Recently, for example, I received an e-mail for a U.S.-based correspondent for a respected foreign publication who wanted to know whether the rumors were true, and that Las Vegas would soon be closed because of the poor state of the economy.

via Las Vegas Business Press :: David G. Schwartz : Beyond the headlines, real LV story is complex.

For some reason election season put me on a lot of foreign correspondents’ radar, even though I almost never talk politics. I don’t envy those who have to quickly dial into a complex situation and summarize it for a general audience at all.

Still, the idea of Vegas closing down made me think of the end of National Lampoon’s Vacation.

Author: Dave

Director of the Center for Gaming Research at the University of Nevada, Las Vegas and author of several books, including Roll the Bones: The History of Gaming. Also Gaming and Hospitality editor for Vegas Seven magazine.

2 thoughts on “The complex Vegas story in LVBP”

  1. Ignorance of the foreign press is, however, understandable. Foreigners have certainly heard of a few hotel closures, a few bankruptcy proceedings and a few newly-opened, massively expensive casinos that have had disappointing results.

    That some central authority exists to shut down the entire city might not be alien to foreign lands.
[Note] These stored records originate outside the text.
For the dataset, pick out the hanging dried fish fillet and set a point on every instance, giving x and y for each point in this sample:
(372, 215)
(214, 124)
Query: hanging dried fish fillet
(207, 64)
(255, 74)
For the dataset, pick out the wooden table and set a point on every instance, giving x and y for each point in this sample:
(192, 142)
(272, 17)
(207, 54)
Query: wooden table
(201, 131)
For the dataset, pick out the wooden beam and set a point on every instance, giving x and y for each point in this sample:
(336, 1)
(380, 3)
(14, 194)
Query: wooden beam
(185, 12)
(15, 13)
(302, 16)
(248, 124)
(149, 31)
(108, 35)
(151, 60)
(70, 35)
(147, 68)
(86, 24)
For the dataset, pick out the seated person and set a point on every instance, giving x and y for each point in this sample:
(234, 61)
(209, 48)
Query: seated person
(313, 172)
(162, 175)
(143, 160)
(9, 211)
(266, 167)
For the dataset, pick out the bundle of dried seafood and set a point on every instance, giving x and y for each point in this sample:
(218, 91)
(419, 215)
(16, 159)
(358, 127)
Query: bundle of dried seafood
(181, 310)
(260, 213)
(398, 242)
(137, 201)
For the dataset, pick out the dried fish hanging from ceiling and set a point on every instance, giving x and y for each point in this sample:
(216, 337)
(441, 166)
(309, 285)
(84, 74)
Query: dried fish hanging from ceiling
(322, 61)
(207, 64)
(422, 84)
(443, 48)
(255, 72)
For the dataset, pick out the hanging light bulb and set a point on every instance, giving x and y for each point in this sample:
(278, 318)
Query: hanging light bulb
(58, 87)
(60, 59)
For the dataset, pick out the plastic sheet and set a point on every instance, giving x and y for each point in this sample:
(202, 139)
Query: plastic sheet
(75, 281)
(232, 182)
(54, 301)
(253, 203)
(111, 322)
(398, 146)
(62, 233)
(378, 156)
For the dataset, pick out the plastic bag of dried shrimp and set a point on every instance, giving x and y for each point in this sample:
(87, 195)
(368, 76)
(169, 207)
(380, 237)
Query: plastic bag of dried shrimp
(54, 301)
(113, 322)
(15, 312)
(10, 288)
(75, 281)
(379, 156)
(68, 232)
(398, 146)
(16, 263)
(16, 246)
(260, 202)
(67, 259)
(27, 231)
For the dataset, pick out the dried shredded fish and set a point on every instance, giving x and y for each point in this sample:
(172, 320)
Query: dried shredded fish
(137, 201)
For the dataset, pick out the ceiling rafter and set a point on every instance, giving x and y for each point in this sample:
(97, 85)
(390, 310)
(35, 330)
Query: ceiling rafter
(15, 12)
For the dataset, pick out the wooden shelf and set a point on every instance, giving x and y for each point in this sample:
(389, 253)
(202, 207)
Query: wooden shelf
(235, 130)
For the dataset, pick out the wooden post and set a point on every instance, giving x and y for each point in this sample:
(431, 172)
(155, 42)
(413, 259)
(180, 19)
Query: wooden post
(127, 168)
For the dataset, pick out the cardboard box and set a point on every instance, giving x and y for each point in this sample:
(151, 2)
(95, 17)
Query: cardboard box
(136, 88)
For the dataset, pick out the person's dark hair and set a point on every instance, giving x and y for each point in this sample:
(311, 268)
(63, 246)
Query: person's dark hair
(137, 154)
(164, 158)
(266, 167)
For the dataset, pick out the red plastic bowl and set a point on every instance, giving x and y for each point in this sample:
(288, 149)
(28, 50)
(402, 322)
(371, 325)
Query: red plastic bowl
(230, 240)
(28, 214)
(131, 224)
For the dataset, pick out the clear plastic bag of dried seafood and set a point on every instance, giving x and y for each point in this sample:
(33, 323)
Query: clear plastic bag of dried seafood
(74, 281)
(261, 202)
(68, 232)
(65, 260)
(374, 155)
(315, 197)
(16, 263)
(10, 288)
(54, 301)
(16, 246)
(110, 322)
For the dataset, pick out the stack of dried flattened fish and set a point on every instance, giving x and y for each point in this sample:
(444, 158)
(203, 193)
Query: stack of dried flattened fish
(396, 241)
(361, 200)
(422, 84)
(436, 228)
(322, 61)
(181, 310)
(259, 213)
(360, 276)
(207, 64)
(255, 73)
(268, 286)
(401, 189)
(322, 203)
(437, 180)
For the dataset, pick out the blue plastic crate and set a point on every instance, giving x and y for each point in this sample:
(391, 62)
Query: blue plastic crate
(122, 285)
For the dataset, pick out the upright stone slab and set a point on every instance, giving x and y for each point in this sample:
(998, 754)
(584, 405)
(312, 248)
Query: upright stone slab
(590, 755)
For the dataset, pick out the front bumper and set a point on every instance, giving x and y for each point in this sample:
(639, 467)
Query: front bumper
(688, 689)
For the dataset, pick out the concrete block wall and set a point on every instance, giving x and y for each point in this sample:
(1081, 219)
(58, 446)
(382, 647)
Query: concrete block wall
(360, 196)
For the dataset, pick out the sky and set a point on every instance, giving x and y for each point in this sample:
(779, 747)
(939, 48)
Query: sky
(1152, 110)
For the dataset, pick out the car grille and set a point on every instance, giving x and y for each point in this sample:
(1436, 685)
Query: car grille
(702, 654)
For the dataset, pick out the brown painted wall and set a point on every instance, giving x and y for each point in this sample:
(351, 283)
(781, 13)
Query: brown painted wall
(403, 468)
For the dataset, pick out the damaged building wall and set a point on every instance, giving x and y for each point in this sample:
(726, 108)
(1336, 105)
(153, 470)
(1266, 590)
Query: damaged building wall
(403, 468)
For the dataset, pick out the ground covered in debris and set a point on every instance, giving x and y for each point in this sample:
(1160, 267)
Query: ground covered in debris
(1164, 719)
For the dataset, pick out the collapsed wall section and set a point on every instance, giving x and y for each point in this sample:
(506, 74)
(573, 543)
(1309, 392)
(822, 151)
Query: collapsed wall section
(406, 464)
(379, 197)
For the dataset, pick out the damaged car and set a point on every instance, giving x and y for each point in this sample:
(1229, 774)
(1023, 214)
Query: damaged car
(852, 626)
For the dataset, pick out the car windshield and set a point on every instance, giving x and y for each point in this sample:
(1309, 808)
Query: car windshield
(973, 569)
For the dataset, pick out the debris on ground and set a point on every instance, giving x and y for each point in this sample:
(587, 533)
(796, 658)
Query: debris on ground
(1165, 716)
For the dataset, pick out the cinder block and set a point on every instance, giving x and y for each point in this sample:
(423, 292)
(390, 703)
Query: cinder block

I don’t know much about gambling in the UK, but I do know they spend all their time drinking tea, driving on the wrong side of the road, being murdered on country estates under circumstances solvable only by Miss Marple and talking about Piccadilly Circus even though there are no elephants there.

  2. Las Vegas is a difficult story for “parachute” journalists to figure out because there is nothing like it, except maybe Macao which has grown rapidly the last 5 years or so. $35.2 billion dollars was spent in Las Vegas in 2009 which comes out to close to $3 billion dollars a month. The problem is City Center cost $8.5 billion dollars to build and Cosmopolitan cost $3.9 billion dollars to build. It is hard to make a profit when a hotel/condominium/casino complex is that expensive. Both projects are very nice they just cost to much money to build.